Leitão Amaro avisa que "não há dinheiro para tudo" e pede ao parlamento que respeite limites

Leitão Amaro avisa que "não há dinheiro para tudo" e pede ao parlamento que respeite limites

O ministro da Presidência saudou hoje as propostas dos partidos mas avisou que "não há dinheiro para tudo" e apelou ao parlamento para respeitar os limites da lei travão e da reserva do poder executivo no `lay-off`.

Lusa /

Na conferência de imprensa após a reunião do Conselho de Ministros, António Leitão Amaro foi questionado sobre a proposta do Chega de estender a isenção de portagens até ao final do ano nos territórios afetados pelas tempestades -- que praticamente afastou -- e se o Governo admite recorrer ao Tribunal Constitucional caso o parlamento aprove uma versão alargada do diploma do `lay-off`, considerando que ainda não é o momento para essa decisão.

"A isenção de portagens aplicou-se no período da calamidade, e o entendimento do Governo foi que essa medida extraordinária, que teve um custo significativo, devia durar por aquele período", afirmou.

O ministro salientou que estão no terreno "vários apoios de vários tipos a empresas e a famílias, incluindo apoios ao rendimento" e, referindo-se às reuniões de quarta-feira do Governo com os partidos sobre o programa global de recuperação e transformação (PTRR), deixou um aviso.

"Nós saudámos todos os partidos que trouxeram propostas de diferente tipo e que estão a ser agora consideradas e analisadas. Ao mesmo tempo que dizemos isso, nós dizemos que haverá sempre um limite, porque não há dinheiro para tudo, nós vamos ter que escolher e ter que fazer prioridades e tentar impor justiça relativa", afirmou.
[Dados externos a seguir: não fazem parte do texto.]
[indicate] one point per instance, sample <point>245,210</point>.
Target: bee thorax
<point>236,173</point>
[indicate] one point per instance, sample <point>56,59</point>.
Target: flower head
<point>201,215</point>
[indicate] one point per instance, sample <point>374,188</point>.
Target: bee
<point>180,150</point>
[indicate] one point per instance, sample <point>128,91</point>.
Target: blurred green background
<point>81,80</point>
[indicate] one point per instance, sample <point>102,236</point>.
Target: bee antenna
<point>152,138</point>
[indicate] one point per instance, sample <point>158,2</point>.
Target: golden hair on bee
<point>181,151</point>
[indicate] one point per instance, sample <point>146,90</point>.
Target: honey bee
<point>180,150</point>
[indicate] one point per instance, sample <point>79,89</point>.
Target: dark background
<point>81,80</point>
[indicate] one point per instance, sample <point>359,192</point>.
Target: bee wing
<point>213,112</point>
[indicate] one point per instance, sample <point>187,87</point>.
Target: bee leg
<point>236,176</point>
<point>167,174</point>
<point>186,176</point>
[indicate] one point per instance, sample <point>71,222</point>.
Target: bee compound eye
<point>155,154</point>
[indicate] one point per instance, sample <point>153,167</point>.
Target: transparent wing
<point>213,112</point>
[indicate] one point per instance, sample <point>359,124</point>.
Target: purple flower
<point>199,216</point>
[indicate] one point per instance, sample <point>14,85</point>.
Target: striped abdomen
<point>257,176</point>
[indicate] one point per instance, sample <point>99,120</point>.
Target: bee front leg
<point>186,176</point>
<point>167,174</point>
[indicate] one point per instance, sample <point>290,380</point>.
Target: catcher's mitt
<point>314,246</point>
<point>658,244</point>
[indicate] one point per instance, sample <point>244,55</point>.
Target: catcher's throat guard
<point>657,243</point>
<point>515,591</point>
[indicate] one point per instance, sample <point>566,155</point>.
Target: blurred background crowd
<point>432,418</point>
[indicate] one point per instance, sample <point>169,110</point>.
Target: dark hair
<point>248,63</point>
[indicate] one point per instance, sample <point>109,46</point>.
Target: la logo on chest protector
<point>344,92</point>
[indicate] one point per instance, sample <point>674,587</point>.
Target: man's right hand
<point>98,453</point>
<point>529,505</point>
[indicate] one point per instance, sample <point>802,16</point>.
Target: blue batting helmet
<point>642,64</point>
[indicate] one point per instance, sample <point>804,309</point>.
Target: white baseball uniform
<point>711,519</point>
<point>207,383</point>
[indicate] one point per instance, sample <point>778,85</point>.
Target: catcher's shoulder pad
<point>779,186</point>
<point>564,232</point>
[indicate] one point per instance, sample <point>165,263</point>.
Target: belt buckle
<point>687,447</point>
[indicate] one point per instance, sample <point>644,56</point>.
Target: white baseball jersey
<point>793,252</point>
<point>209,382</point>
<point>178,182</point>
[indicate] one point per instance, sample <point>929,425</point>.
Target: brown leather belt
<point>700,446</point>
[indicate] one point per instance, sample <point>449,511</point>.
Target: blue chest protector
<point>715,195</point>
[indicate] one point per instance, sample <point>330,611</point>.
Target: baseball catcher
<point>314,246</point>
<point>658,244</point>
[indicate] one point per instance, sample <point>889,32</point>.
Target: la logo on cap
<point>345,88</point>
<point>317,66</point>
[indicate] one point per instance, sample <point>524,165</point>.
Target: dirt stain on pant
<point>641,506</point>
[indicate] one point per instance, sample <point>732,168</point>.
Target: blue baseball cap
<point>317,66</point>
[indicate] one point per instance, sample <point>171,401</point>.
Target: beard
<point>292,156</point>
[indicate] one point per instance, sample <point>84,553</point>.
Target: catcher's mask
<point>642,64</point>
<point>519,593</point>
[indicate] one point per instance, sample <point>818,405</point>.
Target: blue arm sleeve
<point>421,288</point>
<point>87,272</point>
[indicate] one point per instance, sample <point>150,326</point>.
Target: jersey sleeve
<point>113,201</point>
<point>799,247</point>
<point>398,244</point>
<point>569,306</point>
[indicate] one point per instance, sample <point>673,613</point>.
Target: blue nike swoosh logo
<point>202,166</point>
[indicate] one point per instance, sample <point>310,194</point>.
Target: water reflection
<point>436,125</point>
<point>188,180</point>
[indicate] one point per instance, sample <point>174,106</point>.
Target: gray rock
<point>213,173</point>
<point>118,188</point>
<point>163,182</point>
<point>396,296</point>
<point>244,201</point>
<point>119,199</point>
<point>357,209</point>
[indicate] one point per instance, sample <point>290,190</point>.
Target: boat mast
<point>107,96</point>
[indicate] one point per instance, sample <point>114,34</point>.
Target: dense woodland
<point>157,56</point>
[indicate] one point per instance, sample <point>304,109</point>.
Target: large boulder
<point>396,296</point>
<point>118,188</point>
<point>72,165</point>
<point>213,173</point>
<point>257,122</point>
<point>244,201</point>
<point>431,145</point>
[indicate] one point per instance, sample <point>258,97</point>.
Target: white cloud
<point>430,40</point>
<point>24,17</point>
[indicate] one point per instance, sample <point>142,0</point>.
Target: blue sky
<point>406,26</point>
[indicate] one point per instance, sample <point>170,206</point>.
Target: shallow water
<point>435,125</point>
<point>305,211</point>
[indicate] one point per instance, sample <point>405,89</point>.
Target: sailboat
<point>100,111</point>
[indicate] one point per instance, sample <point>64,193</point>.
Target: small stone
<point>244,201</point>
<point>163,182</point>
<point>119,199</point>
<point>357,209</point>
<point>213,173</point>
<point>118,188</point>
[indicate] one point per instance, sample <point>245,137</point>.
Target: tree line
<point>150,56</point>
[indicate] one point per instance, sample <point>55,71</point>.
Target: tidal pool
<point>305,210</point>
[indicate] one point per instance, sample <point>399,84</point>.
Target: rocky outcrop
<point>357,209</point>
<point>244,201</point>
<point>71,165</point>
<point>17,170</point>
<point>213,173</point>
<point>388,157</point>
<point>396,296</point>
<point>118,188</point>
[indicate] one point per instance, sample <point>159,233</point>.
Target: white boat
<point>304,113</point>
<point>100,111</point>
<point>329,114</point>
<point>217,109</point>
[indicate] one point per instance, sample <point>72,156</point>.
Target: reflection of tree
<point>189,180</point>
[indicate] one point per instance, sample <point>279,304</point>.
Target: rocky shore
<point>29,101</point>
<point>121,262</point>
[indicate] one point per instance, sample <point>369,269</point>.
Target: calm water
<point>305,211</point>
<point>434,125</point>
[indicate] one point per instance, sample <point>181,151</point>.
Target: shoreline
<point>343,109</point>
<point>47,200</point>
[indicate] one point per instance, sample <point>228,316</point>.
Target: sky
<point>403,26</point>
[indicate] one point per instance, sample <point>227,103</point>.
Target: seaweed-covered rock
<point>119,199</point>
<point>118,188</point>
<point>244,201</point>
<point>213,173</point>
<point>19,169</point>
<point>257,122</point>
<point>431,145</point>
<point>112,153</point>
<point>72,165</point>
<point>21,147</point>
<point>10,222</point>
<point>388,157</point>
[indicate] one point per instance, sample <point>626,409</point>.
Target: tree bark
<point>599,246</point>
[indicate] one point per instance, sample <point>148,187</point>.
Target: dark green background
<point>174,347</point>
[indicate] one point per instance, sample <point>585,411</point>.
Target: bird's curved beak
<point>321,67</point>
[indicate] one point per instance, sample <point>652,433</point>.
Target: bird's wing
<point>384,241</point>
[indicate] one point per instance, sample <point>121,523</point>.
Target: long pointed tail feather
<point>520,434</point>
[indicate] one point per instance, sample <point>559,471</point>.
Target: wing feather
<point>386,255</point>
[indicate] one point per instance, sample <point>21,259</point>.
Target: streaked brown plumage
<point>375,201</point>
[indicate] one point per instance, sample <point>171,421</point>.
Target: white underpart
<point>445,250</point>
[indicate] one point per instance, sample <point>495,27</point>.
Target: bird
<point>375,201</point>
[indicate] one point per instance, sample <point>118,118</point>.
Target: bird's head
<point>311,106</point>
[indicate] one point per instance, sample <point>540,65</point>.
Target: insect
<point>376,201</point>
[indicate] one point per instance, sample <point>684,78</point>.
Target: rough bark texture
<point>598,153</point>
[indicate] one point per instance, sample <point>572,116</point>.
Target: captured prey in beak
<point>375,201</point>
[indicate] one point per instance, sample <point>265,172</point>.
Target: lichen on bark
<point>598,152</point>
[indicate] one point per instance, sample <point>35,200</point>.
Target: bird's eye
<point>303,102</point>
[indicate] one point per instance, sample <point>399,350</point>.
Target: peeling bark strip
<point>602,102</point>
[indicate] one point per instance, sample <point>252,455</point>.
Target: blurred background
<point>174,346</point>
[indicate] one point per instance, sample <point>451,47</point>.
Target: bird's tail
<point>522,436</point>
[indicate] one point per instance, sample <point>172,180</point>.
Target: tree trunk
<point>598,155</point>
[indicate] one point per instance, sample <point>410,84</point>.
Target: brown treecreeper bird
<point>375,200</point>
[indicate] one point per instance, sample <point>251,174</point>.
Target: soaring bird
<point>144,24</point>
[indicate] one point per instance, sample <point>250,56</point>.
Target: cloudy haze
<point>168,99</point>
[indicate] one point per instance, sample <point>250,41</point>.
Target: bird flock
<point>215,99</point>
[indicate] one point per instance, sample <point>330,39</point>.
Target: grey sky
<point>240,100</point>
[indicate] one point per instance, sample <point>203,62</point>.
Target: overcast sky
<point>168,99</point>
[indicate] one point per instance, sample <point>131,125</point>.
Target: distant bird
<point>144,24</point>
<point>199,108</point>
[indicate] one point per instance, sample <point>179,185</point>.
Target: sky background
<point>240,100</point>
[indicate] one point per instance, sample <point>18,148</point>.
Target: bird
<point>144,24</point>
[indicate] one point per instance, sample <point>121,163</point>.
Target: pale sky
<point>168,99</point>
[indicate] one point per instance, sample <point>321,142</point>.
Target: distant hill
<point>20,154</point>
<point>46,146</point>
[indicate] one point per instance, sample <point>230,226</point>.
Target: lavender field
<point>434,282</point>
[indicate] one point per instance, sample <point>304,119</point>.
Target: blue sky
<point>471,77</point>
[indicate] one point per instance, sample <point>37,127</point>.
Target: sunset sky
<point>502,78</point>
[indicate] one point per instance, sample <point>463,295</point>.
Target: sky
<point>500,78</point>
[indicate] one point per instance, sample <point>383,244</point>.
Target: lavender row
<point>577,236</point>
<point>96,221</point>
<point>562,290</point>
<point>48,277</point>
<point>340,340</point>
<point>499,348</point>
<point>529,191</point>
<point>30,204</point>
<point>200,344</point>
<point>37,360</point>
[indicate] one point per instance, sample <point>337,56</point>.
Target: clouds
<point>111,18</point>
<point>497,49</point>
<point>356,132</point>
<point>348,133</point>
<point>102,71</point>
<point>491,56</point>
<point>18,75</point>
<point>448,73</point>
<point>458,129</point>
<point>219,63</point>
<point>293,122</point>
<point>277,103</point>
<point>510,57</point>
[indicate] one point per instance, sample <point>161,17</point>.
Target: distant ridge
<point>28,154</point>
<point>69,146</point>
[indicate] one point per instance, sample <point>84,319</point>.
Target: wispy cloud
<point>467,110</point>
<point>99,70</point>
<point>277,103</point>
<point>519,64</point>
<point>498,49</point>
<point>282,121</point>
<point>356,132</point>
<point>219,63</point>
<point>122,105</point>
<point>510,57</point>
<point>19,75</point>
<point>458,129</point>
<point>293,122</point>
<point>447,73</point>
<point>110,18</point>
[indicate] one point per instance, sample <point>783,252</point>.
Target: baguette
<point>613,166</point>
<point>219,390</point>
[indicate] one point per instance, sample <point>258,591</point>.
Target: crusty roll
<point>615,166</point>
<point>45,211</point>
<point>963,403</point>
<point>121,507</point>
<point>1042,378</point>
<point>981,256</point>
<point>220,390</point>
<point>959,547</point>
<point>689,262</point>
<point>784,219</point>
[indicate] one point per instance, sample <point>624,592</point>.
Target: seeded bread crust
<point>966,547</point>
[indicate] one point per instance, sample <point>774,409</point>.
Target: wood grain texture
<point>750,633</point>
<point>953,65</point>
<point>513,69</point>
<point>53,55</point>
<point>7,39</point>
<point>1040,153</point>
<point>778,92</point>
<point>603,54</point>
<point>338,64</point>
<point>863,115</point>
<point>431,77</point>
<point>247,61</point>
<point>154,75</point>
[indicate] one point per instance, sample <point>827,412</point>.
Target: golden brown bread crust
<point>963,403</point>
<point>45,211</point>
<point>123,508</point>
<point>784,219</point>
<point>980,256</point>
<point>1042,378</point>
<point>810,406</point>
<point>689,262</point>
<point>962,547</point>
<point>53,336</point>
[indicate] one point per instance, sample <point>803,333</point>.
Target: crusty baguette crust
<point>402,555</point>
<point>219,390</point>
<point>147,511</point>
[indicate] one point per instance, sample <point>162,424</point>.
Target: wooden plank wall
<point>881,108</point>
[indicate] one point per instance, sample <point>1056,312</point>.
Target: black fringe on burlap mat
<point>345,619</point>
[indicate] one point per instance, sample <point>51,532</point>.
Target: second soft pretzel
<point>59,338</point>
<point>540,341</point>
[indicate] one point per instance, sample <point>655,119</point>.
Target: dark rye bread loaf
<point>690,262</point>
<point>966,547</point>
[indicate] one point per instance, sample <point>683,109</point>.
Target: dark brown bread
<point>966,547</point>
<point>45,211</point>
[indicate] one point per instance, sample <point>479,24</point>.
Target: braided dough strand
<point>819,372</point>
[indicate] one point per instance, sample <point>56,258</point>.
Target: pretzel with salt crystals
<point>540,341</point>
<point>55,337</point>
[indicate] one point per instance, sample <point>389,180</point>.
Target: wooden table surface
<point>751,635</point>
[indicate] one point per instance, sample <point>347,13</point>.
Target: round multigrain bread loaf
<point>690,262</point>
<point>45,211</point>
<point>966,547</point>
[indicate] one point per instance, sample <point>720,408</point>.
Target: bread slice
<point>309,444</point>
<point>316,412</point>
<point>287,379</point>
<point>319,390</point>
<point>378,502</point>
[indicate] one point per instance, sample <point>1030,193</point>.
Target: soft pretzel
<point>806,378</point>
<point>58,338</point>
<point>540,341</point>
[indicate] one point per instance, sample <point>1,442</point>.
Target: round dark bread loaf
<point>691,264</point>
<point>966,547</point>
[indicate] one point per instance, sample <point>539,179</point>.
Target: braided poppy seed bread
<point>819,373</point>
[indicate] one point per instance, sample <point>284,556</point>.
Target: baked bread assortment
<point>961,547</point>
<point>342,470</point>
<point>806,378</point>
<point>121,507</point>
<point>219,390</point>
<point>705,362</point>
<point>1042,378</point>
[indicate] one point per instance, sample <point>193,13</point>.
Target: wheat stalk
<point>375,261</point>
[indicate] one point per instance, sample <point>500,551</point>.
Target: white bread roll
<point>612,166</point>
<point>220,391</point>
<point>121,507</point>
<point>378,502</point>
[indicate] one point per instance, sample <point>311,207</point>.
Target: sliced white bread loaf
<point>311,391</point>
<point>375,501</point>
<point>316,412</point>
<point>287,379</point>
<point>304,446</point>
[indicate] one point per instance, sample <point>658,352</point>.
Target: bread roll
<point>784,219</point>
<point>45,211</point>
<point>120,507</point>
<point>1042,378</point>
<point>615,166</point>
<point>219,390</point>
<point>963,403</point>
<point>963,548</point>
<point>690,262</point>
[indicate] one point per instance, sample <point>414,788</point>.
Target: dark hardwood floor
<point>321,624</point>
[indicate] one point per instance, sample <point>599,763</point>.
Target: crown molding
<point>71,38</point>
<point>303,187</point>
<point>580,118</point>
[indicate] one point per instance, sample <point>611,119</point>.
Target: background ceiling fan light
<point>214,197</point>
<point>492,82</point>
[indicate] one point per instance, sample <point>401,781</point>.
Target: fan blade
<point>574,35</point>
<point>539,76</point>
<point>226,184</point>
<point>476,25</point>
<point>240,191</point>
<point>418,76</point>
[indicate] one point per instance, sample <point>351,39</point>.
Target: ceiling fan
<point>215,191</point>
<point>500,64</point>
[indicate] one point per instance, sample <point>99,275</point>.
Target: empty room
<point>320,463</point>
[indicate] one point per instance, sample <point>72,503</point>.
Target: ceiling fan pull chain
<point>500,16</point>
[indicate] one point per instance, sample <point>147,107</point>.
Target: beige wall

Já sobre a possibilidade de a oposição aprovar no parlamento, contra a vontade de PSD e CDS-PP um regime de `lay-off` de pagamento de salários a 100% (em vez dos dois terços previstos), o ministro recordou que este regime é o que está previsto no Código do Trabalho e sempre teve limites, nem que fosse a partir de determinado valor.

"Respeitar, mas apelar ao parlamento, e recordar que há limites. Não apenas o limite da lei travão, mas o limite do que é reserva de administração, atividade executiva e não legislativa. Recordar o pernicioso que foi, às tantas até para atrasar alguns apoios no passado, a meio do jogo estar a mudar as regras", frisou.

O ministro não quis responder, em concreto, se o Governo admite recorrer ao TC, dizendo que "este é o momento de apelo à responsabilidade" e não de falar sobre o que o executivo fará se o parlamento tomar essa decisão.

"O parlamento deve respeitar o regime vigente, o regime previsto antes do momento da ocorrência da calamidade, e não estar a criar decisões do tipo executivo, não estar a criar decisões que ultrapassem as capacidades orçamentais, criando uma pressão e desequilíbrios, eventualmente, de um modo que a Constituição possa não acolher", avisou.

Questionado ainda sobre a possibilidade de um Orçamento Retificativo, o ministro voltou a atirar essa discussão para outro momento.

"Enquanto estamos ainda a definir qual é que é o montante de despesas e quais é que são as fontes de receita, e qual é que é o calendário de implementação, não vamos poder estar a dizer se há necessidade ou não de um instrumento de alteração parlamentar, de revisão do orçamento", disse, afirmando que esse trabalho será "feito ao longo do próximo mês" de março.

Ainda assim, Leitão Amaro sublinhou que é nestes momentos "que vale a pena a prudência e a responsabilidade fiscal, orçamental".

"Com o espaço que ganhámos, com uma sucessão de anos com excedentes orçamentais e com a dívida pública a cair para baixo de 90% do PIB, previsivelmente, no final do ano de 2025, ganhou-se um espaço, exatamente para poder ocorrer às urgências, e às necessidades de reconstrução, em momentos como este", afirmou.